Information on feature enhancements and fixed issues that are part of the Cognitive Suite 220.127.116.11 (January 2023) release.
--text-timeout configuration in exe.config file
You can now modify the default value for the
--text-timeout option for AddHashAndExtractedText.
For example, if there are files that take longer than the default value of 60 seconds to process through Optical Character Recognition (OCR), the full text extraction is not completed for that file.
How to enable
To ensure that the OCR process is completed on each file, modify the
--text-timeout value higher than the default setting of 60 seconds in the exe.config file.
CrawlBox: retrieving folder collaborators that have access to the folders and files
When using the CrawlBox operation, the
--crawl-collaborators option will retrieve folder collaborators added for a group.
How to enable
To crawl and capture Box groups and their users, include the
--crawl-collaborators option when running the CrawlBox operation.
CrawlSharePointOnline: SharePoint Property Bag
SharePoint items contain additional properties that are not captured in the index.
How to enable
To capture additional SharePoint properties, enter a comma-delimited list of properties to pull from SharePoint using the key
SharePointPropertyKeys in the config file.
AddHashAndExtractedText: false error messages when OCR text extracting (timeout)
Previously, while performing a text extraction to test the text timeout feature in the config file for OCR documents, false error messages were populated in the log files. False error messages are no longer populated.
AddHashAndExtractedText: IronOCR Errors logging document-id in message
Previously, OCR errors were logging the document-id in the message ID field rather than in the in the document-id field column. The ID is now populating into the shinydocs-jobs index document-id field column when there is an error processing files via OCR.
Note: The ID should not be removed from the log file message, as the message field is populated from the log file message, which contains the ID.
AddPathValidation: when the file is detected as in use, mark as valid
When performing a filesystem PathValidation command, errors were displayed for files that were currently open with MS Excel or MS Word. There is no longer an error encountered when running the operation with open files.
CacheFileSystemPermission: cached-owner field is not populating with a value
When running the CacheFileSystemPermission command, the cached-owner field was not populated with a value and no errors were logged in the log file. Now, the cached-owner field is populating as expected.
CLI: email address fields added by operations need to be consistent
CrawlExchange and CrawlFileSystem with
--crawl-pst (and text extraction) use different fields to store email addresses. Any CLI tool that stores email addresses in an index will use the same fields. The names were standardized and we use the following names for CrawlExchange and for CrawlFileSystem (
CrawlExchange: attachments use "size" field rather than "length"
When using CrawlExchange, the “size” of attachments was recorded using a size field. All other sources use length to record the size of the file. For consistency, CrawlExchange has been changed to use length to record the size of the file.

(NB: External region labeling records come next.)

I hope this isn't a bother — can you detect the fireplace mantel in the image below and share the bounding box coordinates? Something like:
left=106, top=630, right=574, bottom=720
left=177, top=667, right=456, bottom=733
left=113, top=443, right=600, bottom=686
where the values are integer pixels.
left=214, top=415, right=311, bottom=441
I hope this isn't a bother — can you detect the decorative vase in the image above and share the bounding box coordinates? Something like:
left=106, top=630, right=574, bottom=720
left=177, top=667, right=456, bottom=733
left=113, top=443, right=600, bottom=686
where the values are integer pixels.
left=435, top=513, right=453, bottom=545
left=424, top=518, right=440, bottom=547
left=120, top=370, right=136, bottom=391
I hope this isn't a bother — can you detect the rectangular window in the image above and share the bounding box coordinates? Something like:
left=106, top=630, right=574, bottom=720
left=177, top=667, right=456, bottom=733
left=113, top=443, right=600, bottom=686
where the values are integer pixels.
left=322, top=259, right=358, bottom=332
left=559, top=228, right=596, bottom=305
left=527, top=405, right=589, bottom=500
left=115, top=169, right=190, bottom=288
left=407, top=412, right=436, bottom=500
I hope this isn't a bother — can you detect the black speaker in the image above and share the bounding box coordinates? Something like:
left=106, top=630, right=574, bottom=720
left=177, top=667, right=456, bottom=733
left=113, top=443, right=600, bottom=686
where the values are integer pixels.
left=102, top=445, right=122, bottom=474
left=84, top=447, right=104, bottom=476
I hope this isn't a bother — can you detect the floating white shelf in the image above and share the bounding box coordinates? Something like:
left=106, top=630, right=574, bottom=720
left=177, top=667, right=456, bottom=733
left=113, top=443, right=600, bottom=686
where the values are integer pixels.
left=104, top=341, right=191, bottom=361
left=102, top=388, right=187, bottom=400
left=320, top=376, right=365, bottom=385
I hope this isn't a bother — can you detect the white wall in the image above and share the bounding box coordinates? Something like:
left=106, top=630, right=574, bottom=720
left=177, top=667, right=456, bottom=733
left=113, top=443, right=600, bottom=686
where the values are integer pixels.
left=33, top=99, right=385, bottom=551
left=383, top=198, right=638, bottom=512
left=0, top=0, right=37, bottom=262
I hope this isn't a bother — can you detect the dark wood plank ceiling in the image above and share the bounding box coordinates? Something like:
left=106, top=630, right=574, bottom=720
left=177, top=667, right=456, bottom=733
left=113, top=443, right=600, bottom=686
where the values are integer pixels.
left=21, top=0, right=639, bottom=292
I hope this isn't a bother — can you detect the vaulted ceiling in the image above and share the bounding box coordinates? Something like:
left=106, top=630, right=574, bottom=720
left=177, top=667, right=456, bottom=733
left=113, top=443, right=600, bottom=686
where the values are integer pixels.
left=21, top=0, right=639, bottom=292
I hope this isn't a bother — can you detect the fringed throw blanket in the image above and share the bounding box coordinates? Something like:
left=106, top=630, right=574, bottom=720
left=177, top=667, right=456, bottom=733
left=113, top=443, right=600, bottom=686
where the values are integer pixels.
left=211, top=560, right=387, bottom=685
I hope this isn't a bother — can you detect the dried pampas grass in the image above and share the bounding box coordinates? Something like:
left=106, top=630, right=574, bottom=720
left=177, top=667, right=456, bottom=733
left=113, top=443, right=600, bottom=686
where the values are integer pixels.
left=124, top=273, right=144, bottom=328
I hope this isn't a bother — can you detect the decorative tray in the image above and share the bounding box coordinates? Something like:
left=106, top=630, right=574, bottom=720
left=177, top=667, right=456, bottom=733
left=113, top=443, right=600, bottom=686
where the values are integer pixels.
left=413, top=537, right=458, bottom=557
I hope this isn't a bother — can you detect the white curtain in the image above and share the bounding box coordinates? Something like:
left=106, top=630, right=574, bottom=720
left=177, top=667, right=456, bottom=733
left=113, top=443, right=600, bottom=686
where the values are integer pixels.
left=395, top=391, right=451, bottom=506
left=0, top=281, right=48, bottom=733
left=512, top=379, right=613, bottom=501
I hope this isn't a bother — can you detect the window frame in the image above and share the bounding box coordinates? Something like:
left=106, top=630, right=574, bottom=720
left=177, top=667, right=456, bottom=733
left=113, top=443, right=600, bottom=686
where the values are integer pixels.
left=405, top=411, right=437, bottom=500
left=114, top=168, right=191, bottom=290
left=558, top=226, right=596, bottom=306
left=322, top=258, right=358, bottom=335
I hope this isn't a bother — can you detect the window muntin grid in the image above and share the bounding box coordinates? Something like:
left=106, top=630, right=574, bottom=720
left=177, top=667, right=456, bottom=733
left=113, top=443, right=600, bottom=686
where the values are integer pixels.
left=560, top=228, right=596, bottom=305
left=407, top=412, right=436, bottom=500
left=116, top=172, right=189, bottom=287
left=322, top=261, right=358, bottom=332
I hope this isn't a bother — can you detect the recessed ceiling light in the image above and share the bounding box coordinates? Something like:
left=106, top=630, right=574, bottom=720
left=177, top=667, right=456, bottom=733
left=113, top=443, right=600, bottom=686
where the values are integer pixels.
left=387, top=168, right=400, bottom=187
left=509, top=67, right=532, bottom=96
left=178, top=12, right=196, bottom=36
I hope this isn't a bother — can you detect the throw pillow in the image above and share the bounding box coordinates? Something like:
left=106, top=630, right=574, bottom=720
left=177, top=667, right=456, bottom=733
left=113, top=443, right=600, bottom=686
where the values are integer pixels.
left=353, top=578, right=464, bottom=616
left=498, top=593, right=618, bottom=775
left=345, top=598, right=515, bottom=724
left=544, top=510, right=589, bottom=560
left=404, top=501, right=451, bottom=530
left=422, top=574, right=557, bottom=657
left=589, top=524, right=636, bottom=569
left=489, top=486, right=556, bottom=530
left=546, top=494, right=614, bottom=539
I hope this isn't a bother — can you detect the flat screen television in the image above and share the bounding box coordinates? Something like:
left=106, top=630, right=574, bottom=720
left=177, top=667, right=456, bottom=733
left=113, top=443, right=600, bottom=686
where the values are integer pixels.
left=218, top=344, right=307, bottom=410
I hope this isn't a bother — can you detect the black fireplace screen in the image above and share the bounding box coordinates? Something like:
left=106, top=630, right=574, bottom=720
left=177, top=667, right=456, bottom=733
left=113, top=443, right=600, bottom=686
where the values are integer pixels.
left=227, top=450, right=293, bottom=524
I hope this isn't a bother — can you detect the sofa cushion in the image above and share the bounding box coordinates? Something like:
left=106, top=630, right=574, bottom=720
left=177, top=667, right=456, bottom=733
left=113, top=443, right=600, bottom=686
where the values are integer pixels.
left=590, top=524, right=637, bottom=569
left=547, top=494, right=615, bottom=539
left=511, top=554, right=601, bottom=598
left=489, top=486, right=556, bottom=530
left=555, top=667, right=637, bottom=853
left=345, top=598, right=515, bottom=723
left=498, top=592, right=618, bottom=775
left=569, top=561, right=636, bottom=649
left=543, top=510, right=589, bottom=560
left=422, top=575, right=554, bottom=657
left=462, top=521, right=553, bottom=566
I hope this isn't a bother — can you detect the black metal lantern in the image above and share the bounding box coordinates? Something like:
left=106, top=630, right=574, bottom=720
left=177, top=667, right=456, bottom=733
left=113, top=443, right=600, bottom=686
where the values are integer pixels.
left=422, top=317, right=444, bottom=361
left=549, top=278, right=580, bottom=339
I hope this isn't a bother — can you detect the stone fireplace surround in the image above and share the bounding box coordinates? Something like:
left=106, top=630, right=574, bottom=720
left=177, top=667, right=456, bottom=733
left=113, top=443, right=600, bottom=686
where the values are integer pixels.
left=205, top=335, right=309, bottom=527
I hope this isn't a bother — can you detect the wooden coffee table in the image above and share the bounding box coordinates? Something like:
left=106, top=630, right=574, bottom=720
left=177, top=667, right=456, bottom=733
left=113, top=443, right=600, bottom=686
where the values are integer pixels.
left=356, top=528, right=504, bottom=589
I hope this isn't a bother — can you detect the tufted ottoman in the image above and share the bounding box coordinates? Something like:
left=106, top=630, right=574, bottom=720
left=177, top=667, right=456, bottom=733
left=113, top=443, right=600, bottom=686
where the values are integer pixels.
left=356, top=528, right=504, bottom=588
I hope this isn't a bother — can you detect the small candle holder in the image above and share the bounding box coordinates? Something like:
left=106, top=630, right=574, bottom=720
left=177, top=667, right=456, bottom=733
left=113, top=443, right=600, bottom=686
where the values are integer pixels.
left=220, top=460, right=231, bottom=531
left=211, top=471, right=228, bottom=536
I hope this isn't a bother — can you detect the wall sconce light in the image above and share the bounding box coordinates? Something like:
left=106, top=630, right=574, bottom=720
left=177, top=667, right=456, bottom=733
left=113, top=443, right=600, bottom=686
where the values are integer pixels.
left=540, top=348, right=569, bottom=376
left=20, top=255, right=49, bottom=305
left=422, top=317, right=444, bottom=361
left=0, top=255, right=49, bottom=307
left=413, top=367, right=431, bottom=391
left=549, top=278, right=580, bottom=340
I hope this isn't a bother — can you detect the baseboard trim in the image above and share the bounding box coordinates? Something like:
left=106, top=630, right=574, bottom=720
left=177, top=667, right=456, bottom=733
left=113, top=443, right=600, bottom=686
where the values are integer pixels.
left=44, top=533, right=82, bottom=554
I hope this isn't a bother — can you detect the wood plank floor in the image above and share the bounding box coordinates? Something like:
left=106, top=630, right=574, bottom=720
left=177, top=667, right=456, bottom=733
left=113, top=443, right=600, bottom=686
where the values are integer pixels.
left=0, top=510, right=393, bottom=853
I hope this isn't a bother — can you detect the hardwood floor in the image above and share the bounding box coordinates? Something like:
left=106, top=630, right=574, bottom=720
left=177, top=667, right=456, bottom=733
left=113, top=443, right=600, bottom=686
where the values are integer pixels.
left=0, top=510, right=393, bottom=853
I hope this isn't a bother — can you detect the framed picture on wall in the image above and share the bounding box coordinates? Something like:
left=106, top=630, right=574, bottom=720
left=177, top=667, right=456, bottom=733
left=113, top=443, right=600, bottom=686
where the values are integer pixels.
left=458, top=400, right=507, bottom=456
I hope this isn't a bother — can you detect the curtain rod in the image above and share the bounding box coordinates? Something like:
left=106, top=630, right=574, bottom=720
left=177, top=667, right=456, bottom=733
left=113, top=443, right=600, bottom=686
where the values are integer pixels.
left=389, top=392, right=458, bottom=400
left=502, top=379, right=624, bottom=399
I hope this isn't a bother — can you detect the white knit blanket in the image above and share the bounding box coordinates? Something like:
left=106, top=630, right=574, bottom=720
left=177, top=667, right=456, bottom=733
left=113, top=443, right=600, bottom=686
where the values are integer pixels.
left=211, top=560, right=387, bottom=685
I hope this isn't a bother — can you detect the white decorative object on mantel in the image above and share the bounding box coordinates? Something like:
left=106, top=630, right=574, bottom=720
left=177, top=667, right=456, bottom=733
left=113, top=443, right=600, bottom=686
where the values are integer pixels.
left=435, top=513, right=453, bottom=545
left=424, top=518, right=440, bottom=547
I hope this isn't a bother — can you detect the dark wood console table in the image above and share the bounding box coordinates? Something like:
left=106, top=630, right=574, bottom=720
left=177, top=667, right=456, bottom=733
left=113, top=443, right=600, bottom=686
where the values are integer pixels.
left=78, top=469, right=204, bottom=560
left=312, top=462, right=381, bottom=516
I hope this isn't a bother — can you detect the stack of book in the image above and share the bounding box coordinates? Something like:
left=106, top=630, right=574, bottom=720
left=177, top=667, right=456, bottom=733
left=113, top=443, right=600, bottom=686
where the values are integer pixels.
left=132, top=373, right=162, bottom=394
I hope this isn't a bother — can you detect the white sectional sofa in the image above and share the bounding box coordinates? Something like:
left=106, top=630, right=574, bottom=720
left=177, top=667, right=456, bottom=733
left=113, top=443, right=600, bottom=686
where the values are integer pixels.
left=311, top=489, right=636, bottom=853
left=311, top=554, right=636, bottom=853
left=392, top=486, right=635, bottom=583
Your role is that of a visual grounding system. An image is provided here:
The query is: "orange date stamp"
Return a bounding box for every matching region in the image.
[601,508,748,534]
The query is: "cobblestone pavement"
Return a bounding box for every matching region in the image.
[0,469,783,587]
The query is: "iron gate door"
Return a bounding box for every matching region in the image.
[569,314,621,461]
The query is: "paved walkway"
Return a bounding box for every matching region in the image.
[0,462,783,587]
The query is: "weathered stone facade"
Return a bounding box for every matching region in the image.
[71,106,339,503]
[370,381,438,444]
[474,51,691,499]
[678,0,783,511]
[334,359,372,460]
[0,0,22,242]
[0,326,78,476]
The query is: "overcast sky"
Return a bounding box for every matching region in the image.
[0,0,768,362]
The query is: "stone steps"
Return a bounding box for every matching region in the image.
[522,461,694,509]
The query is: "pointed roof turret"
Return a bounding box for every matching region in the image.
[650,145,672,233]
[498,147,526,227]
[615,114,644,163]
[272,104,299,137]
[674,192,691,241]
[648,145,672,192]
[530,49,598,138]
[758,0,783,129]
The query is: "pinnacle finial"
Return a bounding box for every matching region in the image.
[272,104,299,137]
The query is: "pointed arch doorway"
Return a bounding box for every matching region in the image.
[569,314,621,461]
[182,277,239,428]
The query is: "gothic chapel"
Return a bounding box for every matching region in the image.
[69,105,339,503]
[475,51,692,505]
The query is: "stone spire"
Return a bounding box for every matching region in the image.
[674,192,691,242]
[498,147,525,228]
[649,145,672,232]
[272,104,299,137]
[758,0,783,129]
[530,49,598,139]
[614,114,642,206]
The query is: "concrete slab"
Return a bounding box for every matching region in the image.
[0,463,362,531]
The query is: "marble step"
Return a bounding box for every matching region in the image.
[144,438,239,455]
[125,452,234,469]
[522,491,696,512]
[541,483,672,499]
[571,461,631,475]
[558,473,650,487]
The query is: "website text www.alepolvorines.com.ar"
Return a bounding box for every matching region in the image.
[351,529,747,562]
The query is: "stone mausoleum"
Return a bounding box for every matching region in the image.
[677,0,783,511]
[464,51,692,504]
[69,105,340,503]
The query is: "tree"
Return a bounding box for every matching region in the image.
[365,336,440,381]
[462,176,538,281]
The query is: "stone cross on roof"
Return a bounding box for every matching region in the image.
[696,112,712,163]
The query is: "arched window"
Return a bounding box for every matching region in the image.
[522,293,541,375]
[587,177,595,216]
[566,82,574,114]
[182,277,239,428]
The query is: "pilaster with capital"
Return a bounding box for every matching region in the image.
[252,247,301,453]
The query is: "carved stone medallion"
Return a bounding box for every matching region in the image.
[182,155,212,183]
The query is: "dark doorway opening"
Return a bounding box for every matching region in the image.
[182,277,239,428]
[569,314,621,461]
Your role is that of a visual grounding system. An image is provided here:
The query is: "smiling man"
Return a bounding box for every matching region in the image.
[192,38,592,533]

CrawlExchange: crawling public folders should work on Exchange On-Premise 2019
The exchange source setting json file must contain
public-folder-access-email in order to crawl public folders while using CrawlExchange to crawl Exchange On Premise 2019.
crawling all inboxes
Permissions required: Mailbox Search and ApplicationImpersonation
Permissions required: Mailbox Search
crawling public folders
Permissions required: Public Folders
Permissions required: Public Folders
We strongly recommend creating a new role group in Exchange for managing Shinydocs software with the recommended permissions.
CrawlSharepoint: index UTC times are not correct for SharePoint
SharePoint TimeZones are not transferable to system TimeZoneInfos.
CrawlSharePointOnline: SaveValue does not work for encrypting SharePoint Online secret key
The SaveValue option was previously missing the call to SwapSavedParameters which meant that the option would not work for encrypting SharePoint Online secret key. SwapSavedParameters has been added and the operation is now working as expected. Encrypted IDs can now be successfully added to the saved-parameters.yaml file and the CrawlSharePointOnline tool can be run with a source setting file containing encrypted keys.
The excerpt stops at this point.